The opinion of the court was delivered by: Lawrence J. O'Neill United States District Judge
ORDER DENYING MOTION FOR RECONSIDERATION, CONSTRUED AS OBJECTION TO MAGISTRATE JUDGE'S ORDER
Plaintiff Bryan E. Ransom ("Plaintiff") is a prisoner in the custody of the California Department of Corrections and Rehabilitation. Plaintiff is proceeding pro se and in forma pauperis in this civil rights action pursuant to 42 U.S.C. § 1983. On January 7, 2010 and August 12, 2010, Plaintiff filed motions to modify the scheduling order to conduct discovery and amend his complaint. On September 14, 2010, the Magistrate Judge denied Plaintiff's motions. Pending before the Court is Plaintiff's motion for reconsideration, filed September 23, 2010. The Court construes this as an objection to the Magistrate Judge's order pursuant to Federal Rule of Civil Procedure 72(a).
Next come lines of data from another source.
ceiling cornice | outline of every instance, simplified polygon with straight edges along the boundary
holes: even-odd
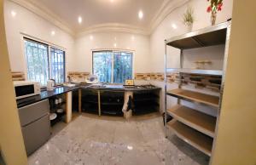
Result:
[[[127,32],[141,35],[150,35],[149,31],[137,26],[119,23],[99,24],[87,27],[77,33],[77,37],[94,32]]]
[[[44,5],[41,5],[32,0],[9,0],[9,1],[15,3],[20,6],[27,9],[28,10],[38,14],[41,18],[49,21],[50,23],[52,23],[58,28],[61,29],[62,31],[69,33],[73,37],[75,36],[74,31],[72,30],[71,27],[67,26],[67,23],[65,20],[61,20],[60,17],[58,17],[55,14],[49,10]]]
[[[79,37],[84,34],[93,32],[128,32],[141,35],[150,35],[156,27],[177,8],[183,6],[190,0],[164,0],[160,9],[156,12],[152,19],[148,28],[142,28],[134,26],[119,24],[119,23],[106,23],[91,26],[79,31],[69,27],[68,24],[61,19],[55,13],[51,12],[45,6],[33,0],[9,0],[22,6],[44,20],[49,21],[58,28],[69,33],[73,37]]]
[[[184,5],[190,0],[165,0],[156,12],[154,17],[150,23],[150,34],[156,29],[156,27],[176,9]]]

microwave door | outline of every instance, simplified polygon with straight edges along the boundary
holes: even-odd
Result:
[[[16,98],[23,98],[23,96],[28,96],[35,94],[34,85],[21,85],[15,87]]]

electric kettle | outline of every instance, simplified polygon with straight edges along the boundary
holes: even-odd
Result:
[[[49,79],[47,82],[47,90],[54,90],[55,85],[55,81],[54,79]]]

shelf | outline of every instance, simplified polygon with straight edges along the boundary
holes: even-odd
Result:
[[[216,117],[183,105],[176,105],[167,112],[177,121],[208,135],[214,137]]]
[[[178,138],[211,156],[213,139],[176,120],[167,122],[167,126]]]
[[[102,105],[123,105],[124,102],[113,103],[113,102],[101,102]]]
[[[166,94],[190,102],[196,102],[207,105],[212,105],[217,108],[218,107],[219,98],[218,96],[209,95],[182,88],[177,88],[168,91]]]
[[[189,69],[189,68],[167,68],[167,72],[181,72],[198,75],[213,75],[222,76],[223,71],[221,70],[200,70],[200,69]]]
[[[230,25],[230,22],[224,22],[174,37],[166,40],[166,44],[179,49],[225,44],[227,28]]]

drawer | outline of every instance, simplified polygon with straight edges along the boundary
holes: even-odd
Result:
[[[21,126],[25,126],[49,113],[48,100],[37,102],[19,109],[19,117]]]

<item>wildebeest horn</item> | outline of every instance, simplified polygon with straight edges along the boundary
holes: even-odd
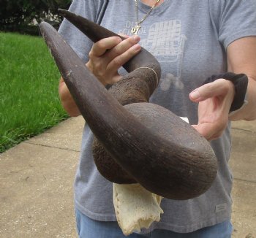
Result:
[[[86,24],[88,31],[92,31],[89,34],[94,35],[95,24],[91,23],[91,22]],[[106,29],[97,27],[99,38],[101,32],[105,37]],[[50,25],[42,23],[40,28],[82,115],[95,137],[129,177],[152,193],[173,199],[191,199],[209,188],[217,174],[217,161],[209,143],[203,137],[160,106],[141,102],[123,107]],[[143,50],[137,58],[144,53],[148,54]],[[135,85],[141,82],[148,88],[145,83],[147,82],[156,87],[159,64],[154,57],[149,62],[147,58],[141,59],[142,64],[136,62],[136,57],[127,63],[127,70],[133,71],[120,84],[129,85],[135,81]],[[152,65],[155,68],[151,68]],[[156,79],[157,82],[153,82]],[[126,89],[128,94],[129,88]],[[154,88],[149,91],[152,90]],[[143,96],[144,101],[149,96]]]

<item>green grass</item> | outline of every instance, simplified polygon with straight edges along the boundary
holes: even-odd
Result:
[[[0,153],[67,118],[42,38],[0,32]]]

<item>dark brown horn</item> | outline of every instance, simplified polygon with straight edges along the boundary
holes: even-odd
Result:
[[[69,21],[70,21],[94,42],[97,42],[102,39],[110,37],[118,37],[124,39],[124,37],[120,37],[116,33],[113,33],[103,28],[102,26],[97,25],[94,22],[90,21],[88,19],[73,12],[62,9],[59,9],[59,12]],[[147,61],[145,61],[145,58],[146,58]],[[149,52],[142,48],[140,54],[133,57],[132,60],[124,64],[123,67],[128,72],[130,72],[139,67],[148,66],[148,65],[151,64],[153,65],[153,69],[155,70],[155,72],[157,73],[158,77],[160,78],[160,66],[158,61]]]
[[[217,174],[215,155],[191,126],[157,105],[121,106],[52,26],[42,23],[40,28],[86,123],[131,177],[173,199],[197,196],[211,186]],[[147,58],[143,63],[148,65]],[[142,69],[156,78],[153,70]],[[131,74],[143,73],[135,70]]]

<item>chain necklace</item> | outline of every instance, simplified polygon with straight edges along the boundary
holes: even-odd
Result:
[[[131,30],[131,33],[134,35],[137,35],[138,32],[141,28],[140,24],[145,20],[145,19],[149,15],[149,14],[152,12],[152,10],[154,9],[156,5],[159,2],[160,0],[156,0],[156,3],[153,4],[150,10],[145,15],[145,16],[139,21],[138,17],[138,0],[135,0],[135,8],[136,8],[136,25],[135,26],[132,27]]]

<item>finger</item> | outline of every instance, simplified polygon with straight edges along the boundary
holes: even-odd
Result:
[[[127,34],[122,34],[122,33],[118,34],[118,35],[119,35],[120,37],[122,37],[125,38],[125,39],[127,39],[127,38],[129,37],[129,36],[128,36],[128,35],[127,35]]]
[[[94,43],[89,53],[89,57],[99,57],[105,53],[108,50],[112,49],[121,42],[118,37],[104,38]]]
[[[127,63],[133,56],[137,55],[141,47],[140,45],[136,44],[123,53],[113,58],[113,60],[108,65],[107,70],[108,72],[116,72],[121,66]]]
[[[121,42],[119,44],[116,45],[114,47],[113,47],[111,50],[108,52],[108,53],[106,54],[107,55],[106,56],[109,58],[109,61],[111,61],[116,57],[123,54],[129,48],[131,48],[132,46],[138,44],[140,40],[140,38],[138,36],[133,36],[133,37],[129,37],[123,40],[122,42]]]
[[[234,91],[234,85],[230,81],[219,79],[194,90],[189,93],[189,99],[192,101],[198,102],[214,96],[225,95],[231,90]]]

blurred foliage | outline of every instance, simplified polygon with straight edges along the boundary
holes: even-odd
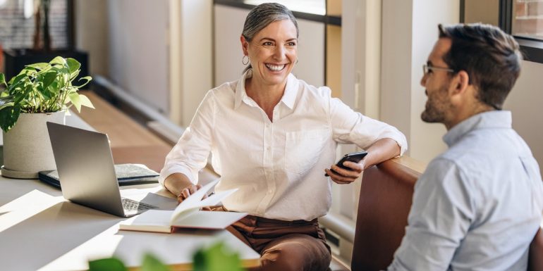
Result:
[[[194,271],[244,271],[237,253],[230,253],[223,243],[197,250],[193,256]],[[170,267],[157,257],[146,254],[142,271],[169,271]],[[116,258],[89,261],[89,271],[128,271],[124,263]]]

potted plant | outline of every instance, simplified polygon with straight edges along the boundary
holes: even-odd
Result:
[[[80,63],[73,58],[54,58],[51,62],[26,65],[9,82],[0,73],[0,128],[3,130],[3,176],[37,178],[42,170],[56,169],[46,122],[64,124],[67,109],[73,106],[93,108],[85,96],[78,93],[92,78],[84,77],[80,85],[72,84]]]

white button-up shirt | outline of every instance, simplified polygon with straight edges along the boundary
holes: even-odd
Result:
[[[221,175],[215,190],[238,190],[223,201],[229,210],[283,220],[325,215],[331,204],[331,180],[324,176],[336,160],[338,143],[364,149],[382,138],[404,135],[386,123],[351,110],[331,98],[328,87],[315,87],[289,75],[273,122],[247,96],[238,80],[207,92],[189,127],[168,154],[159,180],[181,172],[197,183],[209,152]]]

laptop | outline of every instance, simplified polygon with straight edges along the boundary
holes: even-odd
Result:
[[[47,130],[65,198],[121,217],[157,208],[121,196],[106,134],[53,122]]]

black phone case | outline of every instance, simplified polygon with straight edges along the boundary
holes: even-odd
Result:
[[[357,151],[355,153],[347,153],[345,155],[345,156],[341,158],[341,159],[340,159],[339,161],[338,161],[336,165],[346,170],[350,170],[350,168],[343,165],[343,162],[350,161],[354,163],[358,163],[360,161],[360,160],[362,160],[364,157],[365,157],[366,155],[367,155],[367,153],[365,151]]]

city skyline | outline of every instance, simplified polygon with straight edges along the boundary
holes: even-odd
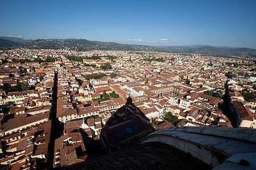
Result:
[[[254,1],[2,1],[1,36],[256,49]]]

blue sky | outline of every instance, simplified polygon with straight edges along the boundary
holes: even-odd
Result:
[[[0,36],[256,49],[256,1],[0,1]]]

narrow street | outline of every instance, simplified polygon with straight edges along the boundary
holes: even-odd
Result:
[[[59,126],[56,118],[57,92],[57,72],[55,71],[54,84],[52,92],[52,109],[49,119],[52,120],[51,129],[50,143],[48,147],[48,157],[47,159],[47,167],[48,169],[52,169],[54,156],[54,146],[55,139],[60,135],[60,127]]]

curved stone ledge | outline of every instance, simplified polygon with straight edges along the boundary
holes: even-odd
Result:
[[[235,154],[256,152],[255,131],[221,127],[173,127],[154,132],[140,142],[160,142],[216,167]]]

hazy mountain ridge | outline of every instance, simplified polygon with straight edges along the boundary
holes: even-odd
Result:
[[[55,41],[38,39],[24,44],[24,46],[32,49],[72,48],[78,50],[99,49],[170,52],[167,49],[147,45],[122,44],[113,42],[105,42],[96,41],[93,41],[85,39],[65,39]]]
[[[0,39],[0,48],[24,47],[30,49],[64,49],[69,48],[79,50],[118,50],[127,51],[162,52],[181,53],[197,53],[213,56],[243,56],[256,57],[256,49],[246,48],[212,46],[204,45],[185,46],[152,46],[148,45],[129,45],[114,42],[89,41],[85,39],[38,39],[23,40],[20,38],[6,37],[9,40]],[[24,41],[23,41],[23,40]],[[17,42],[16,41],[22,42]],[[23,44],[24,42],[27,42]]]
[[[213,56],[247,56],[256,57],[256,49],[247,48],[217,48],[205,46],[197,48],[167,46],[164,48],[176,53],[197,53]]]
[[[13,41],[20,44],[25,44],[26,43],[34,41],[32,40],[24,40],[20,38],[12,37],[0,37],[0,39]]]
[[[0,49],[6,49],[12,47],[17,47],[22,44],[16,42],[0,39]]]

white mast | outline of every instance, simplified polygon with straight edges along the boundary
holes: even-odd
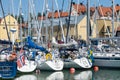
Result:
[[[114,0],[112,0],[112,37],[114,37]]]
[[[20,41],[22,41],[22,3],[20,0]]]

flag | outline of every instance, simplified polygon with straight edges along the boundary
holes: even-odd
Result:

Rule 72(a) states in pertinent part: "The district judge in the case must consider timely objections and modify or set aside any part of the [magistrate judge's] order that is clearly erroneous or is contrary to law." Fed. R. Civ. P. 72(a) (emphasis added); see 28 U.S.C. § 636(b)(1)(A). Under the clearly erroneous standard of review, a district court may overturn a magistrate judge's ruling "'only if the district court is left with the definite and firm conviction that a mistake has been made.'" Computer Economics, Inc. v. Gartner Group, Inc., 50 F. Supp. 2d 980, 983 (S.D. Cal. 1999) (quoting Weeks v. Samsung Heavy Indus. Co., Ltd., 126 F.3d 926, 943 (7th Cir. 1997)). Under the contrary to law standard, a district court may conduct independent review of purely legal determinations by a magistrate judge. Id.
Plaintiff contends that the Magistrate Judge ignored relevant evidence in denying Plaintiff's motion. Plaintiff contends that he filed a similar motion to modify the scheduling order in Ransom v. Martinez, et al., Case No. 1:07-CV-01511-AWI-DLB PC. Plaintiff contends that the Magistrate Judge found good cause in Ransom v. Martinez but did not find good cause here, even though Plaintiff presented similar reasons in both.
The difference between Ransom v. Martinez, et al., and this action is that Plaintiff's motion was timely filed in the former action. Scheduling deadlines had not been reached. Here, the deadline to amend pleadings was October 22, 2009, and the discovery deadline was December 22, 2009. (Discovery and Scheduling Order, Doc. 47.) Plaintiff filed his motion for extension of time to amend his pleadings and conduct discovery on January 7, 2010, which is untimely. The Magistrate Judge found that Plaintiff did not give good cause as to why he untimely filed his motion to modify the scheduling order. The Court does not find the Magistrate Judge's order to be clearly erroneous or contrary to law.
Accordingly, Plaintiff's motion for reconsideration, filed September 23, 2010, is DENIED.